Table 3. Comparison among various ensemble learning models.

4.2 Comparison with Existing Methods

The working methodology have been compared with some of the recent works performed in Bangla. Our proposed approach outperformed all other existing methods for Bangla in terms of recognition accuracy. Also the dataset being developed for the present experiment is larger compare to all other works. The accuracies obtained for the existing methods along with our proposed model is demonstrated in Table 4.
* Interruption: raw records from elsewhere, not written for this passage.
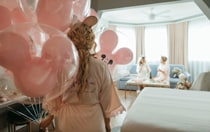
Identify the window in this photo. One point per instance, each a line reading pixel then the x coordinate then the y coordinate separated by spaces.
pixel 155 43
pixel 199 42
pixel 126 38
pixel 198 47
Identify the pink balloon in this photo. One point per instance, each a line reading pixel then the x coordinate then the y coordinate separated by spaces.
pixel 18 16
pixel 14 50
pixel 37 68
pixel 56 51
pixel 56 13
pixel 5 17
pixel 92 12
pixel 35 79
pixel 108 41
pixel 123 56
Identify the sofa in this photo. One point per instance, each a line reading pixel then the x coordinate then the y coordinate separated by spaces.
pixel 133 74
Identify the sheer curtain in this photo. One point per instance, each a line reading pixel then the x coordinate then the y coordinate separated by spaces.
pixel 177 36
pixel 156 43
pixel 198 47
pixel 126 38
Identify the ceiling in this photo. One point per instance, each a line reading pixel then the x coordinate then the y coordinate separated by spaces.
pixel 169 12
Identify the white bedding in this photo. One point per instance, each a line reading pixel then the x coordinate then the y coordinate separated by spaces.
pixel 169 110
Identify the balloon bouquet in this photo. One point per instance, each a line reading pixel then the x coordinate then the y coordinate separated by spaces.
pixel 35 49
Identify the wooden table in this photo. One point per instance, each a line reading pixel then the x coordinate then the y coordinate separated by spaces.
pixel 146 83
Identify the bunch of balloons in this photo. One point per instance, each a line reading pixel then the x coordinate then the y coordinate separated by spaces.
pixel 33 45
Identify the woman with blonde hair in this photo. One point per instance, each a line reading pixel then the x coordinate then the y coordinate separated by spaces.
pixel 162 70
pixel 92 100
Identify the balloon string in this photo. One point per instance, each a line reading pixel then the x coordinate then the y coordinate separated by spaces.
pixel 20 113
pixel 31 114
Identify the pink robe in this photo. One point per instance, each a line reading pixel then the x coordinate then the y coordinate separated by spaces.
pixel 87 113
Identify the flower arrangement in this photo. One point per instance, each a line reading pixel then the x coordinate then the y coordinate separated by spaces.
pixel 183 82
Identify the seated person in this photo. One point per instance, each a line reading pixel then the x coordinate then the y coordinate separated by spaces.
pixel 143 71
pixel 162 70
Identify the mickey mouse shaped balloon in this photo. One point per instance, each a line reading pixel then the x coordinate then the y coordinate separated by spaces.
pixel 37 67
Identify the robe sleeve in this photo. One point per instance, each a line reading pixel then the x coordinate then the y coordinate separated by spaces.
pixel 109 99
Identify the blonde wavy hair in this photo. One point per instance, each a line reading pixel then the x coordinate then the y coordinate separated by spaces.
pixel 82 36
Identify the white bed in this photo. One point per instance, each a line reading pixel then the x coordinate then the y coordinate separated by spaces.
pixel 169 110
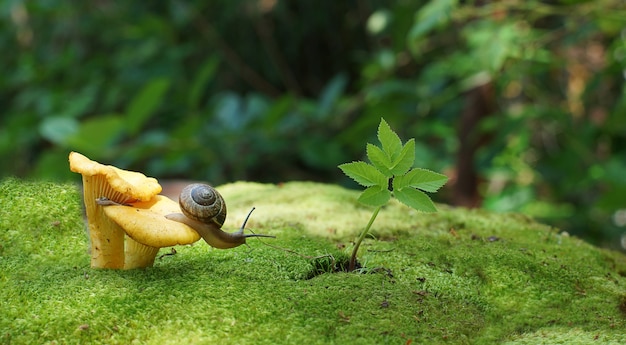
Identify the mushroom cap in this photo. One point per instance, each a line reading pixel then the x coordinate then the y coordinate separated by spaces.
pixel 145 223
pixel 116 184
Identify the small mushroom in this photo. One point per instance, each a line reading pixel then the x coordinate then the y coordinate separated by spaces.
pixel 146 227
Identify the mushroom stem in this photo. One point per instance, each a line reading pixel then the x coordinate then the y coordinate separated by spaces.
pixel 106 237
pixel 138 255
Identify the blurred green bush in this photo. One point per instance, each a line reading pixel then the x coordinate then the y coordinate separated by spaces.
pixel 521 103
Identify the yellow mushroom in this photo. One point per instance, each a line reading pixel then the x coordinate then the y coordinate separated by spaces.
pixel 148 229
pixel 109 225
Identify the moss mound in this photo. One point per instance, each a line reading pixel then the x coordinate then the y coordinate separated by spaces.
pixel 458 276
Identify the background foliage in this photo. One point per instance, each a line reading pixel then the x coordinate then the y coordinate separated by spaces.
pixel 522 104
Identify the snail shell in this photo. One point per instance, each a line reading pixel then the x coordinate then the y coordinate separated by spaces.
pixel 204 210
pixel 203 203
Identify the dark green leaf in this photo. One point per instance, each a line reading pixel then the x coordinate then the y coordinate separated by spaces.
pixel 58 129
pixel 392 145
pixel 145 104
pixel 423 179
pixel 97 134
pixel 415 199
pixel 204 76
pixel 434 14
pixel 364 174
pixel 375 196
pixel 405 159
pixel 379 159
Table 4. Comparison of the working methodology with other existing approaches.

5 Conclusion

An ensemble learning based author identification system has been proposed in this paper which is capable of capturing the expressive behaviours of 26 authors and efficiently assigns the text pieces belonging to the respective authors using a content resemblance measure feature. The proposed system performed better compare to the existing approaches developed by others for the task. We have also harvested quite a large database in Bengali consists of around 6,000 passages which can be made publicly available on request. In future, we would like to explore some linguistically inspired features that can help in order to develop an automatic author identification system in Bangla. Considering the literature survey, it can be said that this study appears to be the first well grounded experiment for identification of authors in Bangla, especially in terms of number of authors as well as number of texts. Also in future, we would like to study the proposed methodology to other applications of NLP such as analysis of sentiments from blogs and tweets, detection of plagiarism in Bangla and others.